Not The Glory Days—Don’t Let Poor Conditions Hold You Back

| On 12, Nov 2017

If you’re a mountain sledder then the odds are good that you have a job, since this isn’t exactly the cheapest sport to be involved in. The problem with work is that it gets in the way of riding. The whole commitment of having to be at a certain place at a certain time really messes with our ability to ride when the conditions are at their best. Mother Nature isn’t exactly too worried about our work schedules when planning the next massive dump. That dirty four letter word—work—means that if we want to put on miles during a winter season, sometimes we have to ride in poor conditions.

 

Not The Glory Days—Don’t Let Poor Conditions Hold You Back

Poor conditions

Jan 31st 2014 – Playing on a little wind feature during the first of our trifecta of low-snow years. Rider: Matthew Mallory  Photo: Barrett Hepburn

 

Some years are better than others for hitting the good days. It’s a combination of the frequency of storms and luck. Many of us in the Whistler area have sourced jobs that give us the freedom to take days off when the storms hit, stacking the odds in our favour. We may have to work longer days or extra weekends here and there, but that means when the weather goes to shit we can skip it, and when it’s great we can be out there.

On the other hand, for three winters in a row we rode the climate change wave, suffering through extended periods of very little snow. No work schedule can accommodate that. We just had to make the best of it, sometimes riding hard pack for months.

 

Poor conditions

Jan 30th, 2015 – Christian Gagnon trying his new Cat. The snow was absolutely bullet proof. We couldn’t get the tracks to penetrate and were constantly overheating but he still went and sent it. Photo: Matthew Mallory

 

Poor Conditions = Low Motivation

Crappy snow can really mess with your mind. It’s hard to get fired up to ride when you know it hasn’t snowed in two or three weeks. The first key to mentally getting beyond the problem is finding riding partners who are perpetually stoked to shred. That way you know they won’t flake out on you.

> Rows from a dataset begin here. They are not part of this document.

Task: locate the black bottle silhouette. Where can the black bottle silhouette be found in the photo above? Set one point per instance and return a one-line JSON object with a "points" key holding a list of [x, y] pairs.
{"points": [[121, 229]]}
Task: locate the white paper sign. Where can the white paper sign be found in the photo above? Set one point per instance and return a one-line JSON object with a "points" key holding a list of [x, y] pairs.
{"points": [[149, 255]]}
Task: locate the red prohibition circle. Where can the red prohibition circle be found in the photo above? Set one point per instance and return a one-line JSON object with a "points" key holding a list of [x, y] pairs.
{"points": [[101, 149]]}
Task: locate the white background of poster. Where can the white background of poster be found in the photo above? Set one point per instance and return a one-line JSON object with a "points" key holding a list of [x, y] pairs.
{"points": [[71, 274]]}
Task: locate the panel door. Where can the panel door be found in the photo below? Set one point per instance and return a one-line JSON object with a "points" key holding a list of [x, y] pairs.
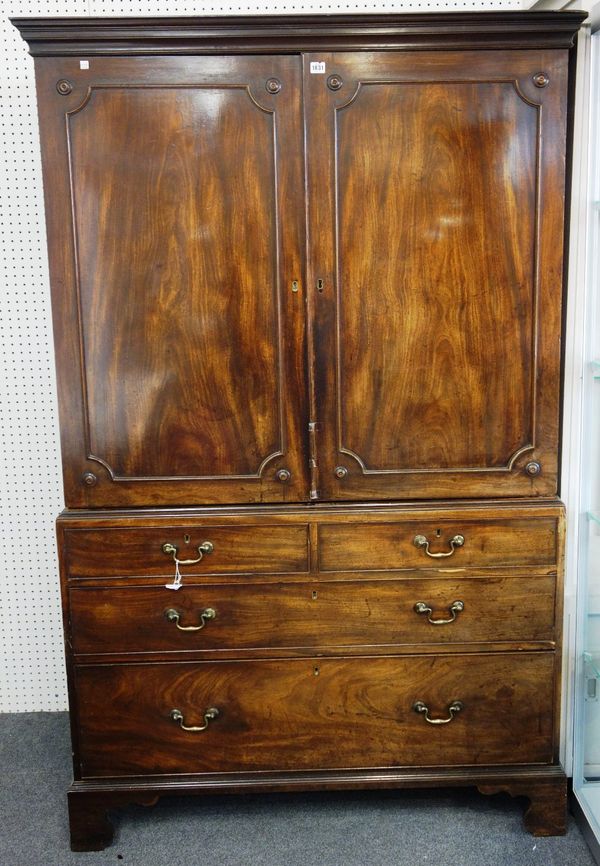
{"points": [[174, 197], [437, 295]]}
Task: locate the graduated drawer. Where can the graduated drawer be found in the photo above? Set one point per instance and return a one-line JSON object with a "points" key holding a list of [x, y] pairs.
{"points": [[340, 613], [400, 545], [138, 551], [310, 713]]}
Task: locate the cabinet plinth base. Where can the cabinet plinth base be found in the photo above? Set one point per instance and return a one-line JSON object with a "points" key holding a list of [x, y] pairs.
{"points": [[89, 802], [546, 814], [90, 826]]}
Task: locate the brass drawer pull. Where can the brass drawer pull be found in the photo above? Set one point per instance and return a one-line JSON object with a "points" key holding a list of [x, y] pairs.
{"points": [[454, 708], [209, 716], [205, 548], [455, 608], [421, 541], [174, 616]]}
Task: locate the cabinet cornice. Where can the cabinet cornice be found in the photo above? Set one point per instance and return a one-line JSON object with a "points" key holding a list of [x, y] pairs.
{"points": [[58, 37]]}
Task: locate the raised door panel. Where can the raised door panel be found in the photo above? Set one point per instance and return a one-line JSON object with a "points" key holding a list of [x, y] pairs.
{"points": [[182, 181], [438, 316]]}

When the snow goes to hell, it’s a great time to explore. As long as you can dig a ski in, checking out new tree zones can be a hell of a lot of fun, and the same goes for getting out in the alpine. If the sun is shining and the snow is stable, then pack some food and get out there. Go wrack up the miles and enjoy the sunshine.

 

Poor conditions

Jan 25th, 2016 – Six inches of fresh on top of a lumpy frozen snowpack. Rough and unforgiving on the sled, but the single ski and narrow platform of Corey Derpak’s snowbike made it the ideal shred stick for the day. Photo: Matthew Mallory

 

Look at it Through a Different Lens

For myself, when the snow goes to hell I shoot photos. It’s a great way to get peeps motivated to ride and it gets me off the couch and into the backcountry. The bad snow days in the Sea-to-Sky corridor often correspond with blue skies, which make for great shooting conditions.

One of the advantages to shooting when the the snow conditions are not great is that riders are more willing to wait around to setup good shots. Everyone has a little more patience, which is hard to come by on a deep pow day. I must admit that on pow days I have a hard time stopping and taking my camera out, just as much as the riders hate waiting around.

 

Poor conditions

Feb 26th, 2017 – After a few weeks without significant snow, we cruised back about 40km from the truck. Ryan Thorley digging into the dust on crust. Photo: Matthew Mallory

 

Three shitty snow seasons have taught me that the success of a season isn’t built or destroyed by the snow conditions. It’s made by your approach to each day and your attitude. Whether dodging stumps, cruising glaciers or just going up to chill at a cabin: you’re outside, getting fresh air and exercise. What could you be doing that’s better? So if it’s the weekend and there hasn’t been snow, get over it. Load up the sled and get your ass out there. It’ll be better than sitting at home.

Don’t let poor conditions hold you back. Sledding is like life, sometimes it throws you lemons. You just gotta cut that shit up and take it with a grain of salt…and a shot of tequila!